MedeAnalytics - Security Restrictions

MedeAnalytics is a healthcare software company that provides organizations the tools to detect the greatest areas of risk and identify opportunities to improve their financial health.

Problem

PHI (Private Health Information) cannot be freely distributed as the information is confidential, but select users have access to PHI. How will we handle sharing reports containing PHI from the sender and receiver level?

Solution

Remove PHI when users have restricted access, and notify both ends when sharing/viewing a report that contains PHI.

Challenge

Create a solution that will not hinder user experience with sharing PHI.

Design

When a user has restricted access and is shared a report, specific parts of the report are removed for security reasons. Understanding this, the first task was to design a way to inform a user without interrupting their workflow. We tested several designs including a banner, toast message, and icon with a hover over tooltip. Based off the feedback, the icon with the tooltip on the report was seen to be less disruptive yet informed the user on their current view.

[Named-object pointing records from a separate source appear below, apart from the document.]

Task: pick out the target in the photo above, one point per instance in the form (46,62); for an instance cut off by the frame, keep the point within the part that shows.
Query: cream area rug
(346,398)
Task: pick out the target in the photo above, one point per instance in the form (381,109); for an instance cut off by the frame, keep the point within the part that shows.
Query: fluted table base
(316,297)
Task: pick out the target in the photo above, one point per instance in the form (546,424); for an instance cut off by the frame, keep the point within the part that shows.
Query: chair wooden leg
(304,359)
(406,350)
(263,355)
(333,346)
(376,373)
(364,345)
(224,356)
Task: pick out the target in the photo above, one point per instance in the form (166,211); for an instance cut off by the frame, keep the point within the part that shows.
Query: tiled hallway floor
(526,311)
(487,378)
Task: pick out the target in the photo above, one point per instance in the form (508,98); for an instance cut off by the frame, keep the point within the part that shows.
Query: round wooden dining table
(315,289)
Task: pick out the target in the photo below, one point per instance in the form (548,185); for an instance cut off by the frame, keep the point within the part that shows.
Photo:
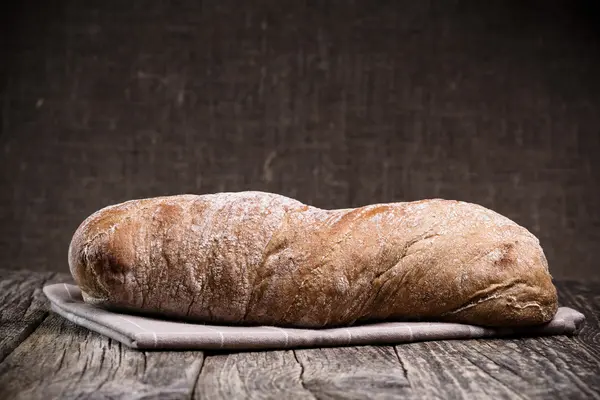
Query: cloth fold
(144,332)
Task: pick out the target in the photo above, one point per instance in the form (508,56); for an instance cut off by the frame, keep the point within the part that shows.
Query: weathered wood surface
(45,356)
(266,374)
(23,306)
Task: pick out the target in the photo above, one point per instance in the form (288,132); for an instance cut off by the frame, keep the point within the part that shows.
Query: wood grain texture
(252,375)
(584,297)
(62,360)
(552,367)
(353,372)
(23,306)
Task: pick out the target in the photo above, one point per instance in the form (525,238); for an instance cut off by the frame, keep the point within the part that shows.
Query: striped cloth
(144,332)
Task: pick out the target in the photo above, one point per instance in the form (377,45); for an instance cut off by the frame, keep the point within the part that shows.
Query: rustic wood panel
(23,306)
(353,372)
(63,360)
(553,367)
(253,375)
(584,297)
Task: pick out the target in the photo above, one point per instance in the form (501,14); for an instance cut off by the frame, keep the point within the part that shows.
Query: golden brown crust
(261,258)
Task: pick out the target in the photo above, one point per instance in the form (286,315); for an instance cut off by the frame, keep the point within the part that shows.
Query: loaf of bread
(262,258)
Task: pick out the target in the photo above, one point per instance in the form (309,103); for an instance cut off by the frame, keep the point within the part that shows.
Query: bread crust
(262,258)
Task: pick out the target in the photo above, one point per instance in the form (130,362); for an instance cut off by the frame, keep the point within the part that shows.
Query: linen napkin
(144,332)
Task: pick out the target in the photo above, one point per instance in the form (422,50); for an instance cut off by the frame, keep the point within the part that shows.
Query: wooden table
(44,356)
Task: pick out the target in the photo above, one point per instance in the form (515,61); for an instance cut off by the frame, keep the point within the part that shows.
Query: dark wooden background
(337,104)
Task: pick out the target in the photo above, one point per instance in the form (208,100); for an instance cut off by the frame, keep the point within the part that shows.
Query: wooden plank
(256,375)
(586,299)
(23,306)
(547,368)
(353,372)
(63,360)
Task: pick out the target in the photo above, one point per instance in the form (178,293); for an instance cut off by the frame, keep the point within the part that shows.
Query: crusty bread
(261,258)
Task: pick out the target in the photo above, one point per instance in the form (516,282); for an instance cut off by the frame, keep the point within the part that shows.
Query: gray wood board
(62,360)
(23,306)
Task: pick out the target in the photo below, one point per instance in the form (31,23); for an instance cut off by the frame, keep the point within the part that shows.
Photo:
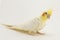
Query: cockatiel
(33,26)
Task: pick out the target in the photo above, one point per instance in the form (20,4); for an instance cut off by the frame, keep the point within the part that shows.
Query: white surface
(18,11)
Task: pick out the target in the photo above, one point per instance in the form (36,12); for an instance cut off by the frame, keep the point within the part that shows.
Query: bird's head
(46,15)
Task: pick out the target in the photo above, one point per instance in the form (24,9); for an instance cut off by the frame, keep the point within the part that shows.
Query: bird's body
(31,27)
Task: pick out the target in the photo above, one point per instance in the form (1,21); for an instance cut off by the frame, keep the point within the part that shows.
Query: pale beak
(48,16)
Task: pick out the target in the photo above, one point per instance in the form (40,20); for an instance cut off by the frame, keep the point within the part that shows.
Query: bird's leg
(40,33)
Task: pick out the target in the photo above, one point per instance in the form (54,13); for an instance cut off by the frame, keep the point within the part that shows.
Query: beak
(48,16)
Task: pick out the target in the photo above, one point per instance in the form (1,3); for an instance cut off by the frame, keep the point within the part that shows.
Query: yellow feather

Not only is the experience of the recipient affected by security restrictions, but also the sender.

Modal Options

Designs to inform the sender that a receiver has limited access to information on the report

Final Modal

Design outcome for when a user shares a report with a limited user

View Restrictions

When the sender views the limited users, they will be able to see the specific metrics that the receiver does not have access to

Specs

Details for mock up

When a user adds individuals to share the report with, they needed a instant indication that there were individuals with security restrictions. Learning from the feedback given during testing, an icon was not clear enough to indicate a warning. When there is an icon with a tooltip, a user was able to see a warning and what caused it. To avoid the issue of a user hovering over multiple users to gain insight on why multiple members were restricted, a button link was added to display all users within the distribution list and their restrictions.

Key Findings

When testing iconography, an exclamation gave a "important, please take a look", crossed out eyes indicated "this person cannot see this", and question mark provided a "you did something wrong" meaning in this scenario. This alone taught me that depending on the scenario, icons are not always obvious visual indications and in this case, not enough to stand alone. To avoid an increase of mental stress from the user, it was important to provide more information in a non disruptive and overwhelming way.